After some agonising, he has his "eureka" moment: he will give them the life story of the single most fascinating man in America: the aviator, mogul, eccentric billionaire and "lunatic hermit" Howard Hughes. So what if he's never spoken to Hughes?
In its latter stages, the movie aims for a level of seriousness when a dodgy deal Hughes made in the '60s threatens to rebound on Richard Nixon (a more famous fraudster). Irving includes it in the fake autobiography, and soon White House aides are having conniptions about its threat to the Prez.

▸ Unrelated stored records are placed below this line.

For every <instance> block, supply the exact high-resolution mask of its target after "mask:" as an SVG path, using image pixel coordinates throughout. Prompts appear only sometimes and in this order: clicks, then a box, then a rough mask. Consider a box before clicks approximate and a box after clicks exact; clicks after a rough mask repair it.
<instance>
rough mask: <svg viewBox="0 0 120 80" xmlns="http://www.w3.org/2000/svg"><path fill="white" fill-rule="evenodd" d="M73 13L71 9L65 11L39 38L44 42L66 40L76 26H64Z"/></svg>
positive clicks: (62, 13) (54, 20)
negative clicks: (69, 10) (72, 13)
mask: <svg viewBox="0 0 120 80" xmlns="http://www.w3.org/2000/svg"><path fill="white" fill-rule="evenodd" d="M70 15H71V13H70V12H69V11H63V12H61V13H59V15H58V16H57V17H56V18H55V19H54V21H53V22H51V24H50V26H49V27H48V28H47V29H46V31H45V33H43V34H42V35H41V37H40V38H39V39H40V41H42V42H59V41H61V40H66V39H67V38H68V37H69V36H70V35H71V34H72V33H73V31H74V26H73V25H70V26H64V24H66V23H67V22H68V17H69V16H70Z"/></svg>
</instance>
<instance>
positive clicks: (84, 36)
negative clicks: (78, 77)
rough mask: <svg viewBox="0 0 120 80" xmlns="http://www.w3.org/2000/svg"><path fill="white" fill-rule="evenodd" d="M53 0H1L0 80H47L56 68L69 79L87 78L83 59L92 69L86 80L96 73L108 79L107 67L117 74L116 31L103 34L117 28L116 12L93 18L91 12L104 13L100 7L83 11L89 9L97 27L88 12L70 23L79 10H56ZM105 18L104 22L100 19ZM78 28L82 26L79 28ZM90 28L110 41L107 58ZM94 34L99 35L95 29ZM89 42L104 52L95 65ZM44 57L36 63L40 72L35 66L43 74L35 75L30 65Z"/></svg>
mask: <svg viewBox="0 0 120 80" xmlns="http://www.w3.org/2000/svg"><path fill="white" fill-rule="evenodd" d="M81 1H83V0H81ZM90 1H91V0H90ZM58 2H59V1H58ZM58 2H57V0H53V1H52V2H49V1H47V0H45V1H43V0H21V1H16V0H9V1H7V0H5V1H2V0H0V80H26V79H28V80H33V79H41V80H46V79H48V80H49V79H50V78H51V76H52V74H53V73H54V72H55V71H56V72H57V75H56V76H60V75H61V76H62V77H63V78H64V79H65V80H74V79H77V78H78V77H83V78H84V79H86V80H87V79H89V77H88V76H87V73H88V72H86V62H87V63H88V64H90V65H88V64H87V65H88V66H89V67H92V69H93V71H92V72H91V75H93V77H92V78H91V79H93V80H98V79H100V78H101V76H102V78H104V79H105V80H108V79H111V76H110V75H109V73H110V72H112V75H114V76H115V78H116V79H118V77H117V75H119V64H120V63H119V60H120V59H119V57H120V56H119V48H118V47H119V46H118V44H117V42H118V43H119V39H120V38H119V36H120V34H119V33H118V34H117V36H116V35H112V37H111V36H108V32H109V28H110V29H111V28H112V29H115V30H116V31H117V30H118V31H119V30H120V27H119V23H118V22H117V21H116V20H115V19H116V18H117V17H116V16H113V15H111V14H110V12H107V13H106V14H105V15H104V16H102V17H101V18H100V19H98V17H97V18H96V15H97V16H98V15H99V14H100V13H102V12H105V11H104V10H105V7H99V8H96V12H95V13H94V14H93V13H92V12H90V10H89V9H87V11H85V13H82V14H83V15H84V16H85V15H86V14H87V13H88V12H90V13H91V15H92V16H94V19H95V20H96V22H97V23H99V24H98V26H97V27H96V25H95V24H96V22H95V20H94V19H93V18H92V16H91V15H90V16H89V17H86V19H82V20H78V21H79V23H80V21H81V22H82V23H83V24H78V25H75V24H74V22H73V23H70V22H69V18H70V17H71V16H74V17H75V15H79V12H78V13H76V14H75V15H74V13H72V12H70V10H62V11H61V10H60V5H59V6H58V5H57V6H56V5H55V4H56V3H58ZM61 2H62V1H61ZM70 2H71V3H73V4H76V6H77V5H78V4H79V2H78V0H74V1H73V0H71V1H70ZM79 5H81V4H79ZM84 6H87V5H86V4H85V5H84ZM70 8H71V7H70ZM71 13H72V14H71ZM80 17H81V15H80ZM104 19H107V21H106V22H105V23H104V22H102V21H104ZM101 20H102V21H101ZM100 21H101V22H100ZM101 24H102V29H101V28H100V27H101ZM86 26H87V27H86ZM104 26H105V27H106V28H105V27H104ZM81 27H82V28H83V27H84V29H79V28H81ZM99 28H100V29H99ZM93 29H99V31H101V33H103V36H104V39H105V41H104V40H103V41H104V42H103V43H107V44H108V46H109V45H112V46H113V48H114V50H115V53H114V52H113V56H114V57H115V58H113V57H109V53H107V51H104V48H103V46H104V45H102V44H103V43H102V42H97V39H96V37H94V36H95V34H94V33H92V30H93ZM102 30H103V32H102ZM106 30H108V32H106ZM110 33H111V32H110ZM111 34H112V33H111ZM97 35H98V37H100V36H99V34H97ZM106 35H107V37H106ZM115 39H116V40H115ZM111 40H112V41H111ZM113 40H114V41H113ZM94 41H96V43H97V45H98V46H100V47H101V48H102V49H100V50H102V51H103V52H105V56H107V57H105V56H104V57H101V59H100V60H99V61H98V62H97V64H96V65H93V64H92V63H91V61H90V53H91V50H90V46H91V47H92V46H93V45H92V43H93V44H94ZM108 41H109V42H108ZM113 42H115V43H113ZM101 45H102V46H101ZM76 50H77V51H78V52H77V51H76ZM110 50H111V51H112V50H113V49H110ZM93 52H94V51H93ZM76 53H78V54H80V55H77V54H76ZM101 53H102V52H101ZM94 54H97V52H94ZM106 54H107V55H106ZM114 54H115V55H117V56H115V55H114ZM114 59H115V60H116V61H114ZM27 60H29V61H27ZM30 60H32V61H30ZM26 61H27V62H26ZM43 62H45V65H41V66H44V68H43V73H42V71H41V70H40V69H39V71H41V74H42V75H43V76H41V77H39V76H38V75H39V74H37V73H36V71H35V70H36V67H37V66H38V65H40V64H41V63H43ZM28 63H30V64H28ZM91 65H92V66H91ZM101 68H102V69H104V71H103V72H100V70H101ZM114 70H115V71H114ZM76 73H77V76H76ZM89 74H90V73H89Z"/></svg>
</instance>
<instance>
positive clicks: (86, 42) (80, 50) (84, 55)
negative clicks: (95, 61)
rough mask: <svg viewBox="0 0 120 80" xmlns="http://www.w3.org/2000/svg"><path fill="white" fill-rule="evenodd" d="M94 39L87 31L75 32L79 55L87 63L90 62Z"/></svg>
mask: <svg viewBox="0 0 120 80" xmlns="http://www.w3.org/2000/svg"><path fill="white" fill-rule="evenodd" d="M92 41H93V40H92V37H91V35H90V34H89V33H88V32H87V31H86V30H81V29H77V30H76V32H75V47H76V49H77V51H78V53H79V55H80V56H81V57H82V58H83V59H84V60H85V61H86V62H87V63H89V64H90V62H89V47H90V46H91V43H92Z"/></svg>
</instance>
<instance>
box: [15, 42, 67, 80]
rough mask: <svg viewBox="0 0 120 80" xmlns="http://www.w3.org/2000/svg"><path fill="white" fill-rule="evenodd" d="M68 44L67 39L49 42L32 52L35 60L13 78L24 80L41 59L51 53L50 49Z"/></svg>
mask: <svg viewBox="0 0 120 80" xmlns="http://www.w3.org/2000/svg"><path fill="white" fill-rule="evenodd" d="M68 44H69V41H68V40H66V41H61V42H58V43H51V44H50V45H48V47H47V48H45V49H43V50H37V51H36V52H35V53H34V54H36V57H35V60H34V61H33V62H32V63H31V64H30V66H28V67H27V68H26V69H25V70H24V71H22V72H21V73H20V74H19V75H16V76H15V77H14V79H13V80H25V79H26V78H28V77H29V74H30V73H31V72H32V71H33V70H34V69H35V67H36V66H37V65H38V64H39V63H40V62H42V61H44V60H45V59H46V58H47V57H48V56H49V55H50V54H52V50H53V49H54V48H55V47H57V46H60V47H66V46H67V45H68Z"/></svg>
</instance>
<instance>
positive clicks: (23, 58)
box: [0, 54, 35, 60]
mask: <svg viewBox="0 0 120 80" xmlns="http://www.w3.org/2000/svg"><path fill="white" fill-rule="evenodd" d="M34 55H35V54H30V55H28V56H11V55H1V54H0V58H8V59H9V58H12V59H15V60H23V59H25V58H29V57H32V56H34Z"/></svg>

In fact, it was Watergate a few months later that would do the job. This diversion down the corridors of power rather muddies the waters and turns The Hoax into something darker than it really is. All of a sudden Irving isn't just involved in a larky deceit, but a high-stakes Washington scandal.
Richard Gere simply doesn't convince as a man desperate or devious enough to kid a whole country. The film itself seems to have been working in disguise, starting out in the footloose spirit of Catch Me If You Can and then morphing into All the President's Men. Like Irving's book, it doesn't hold up.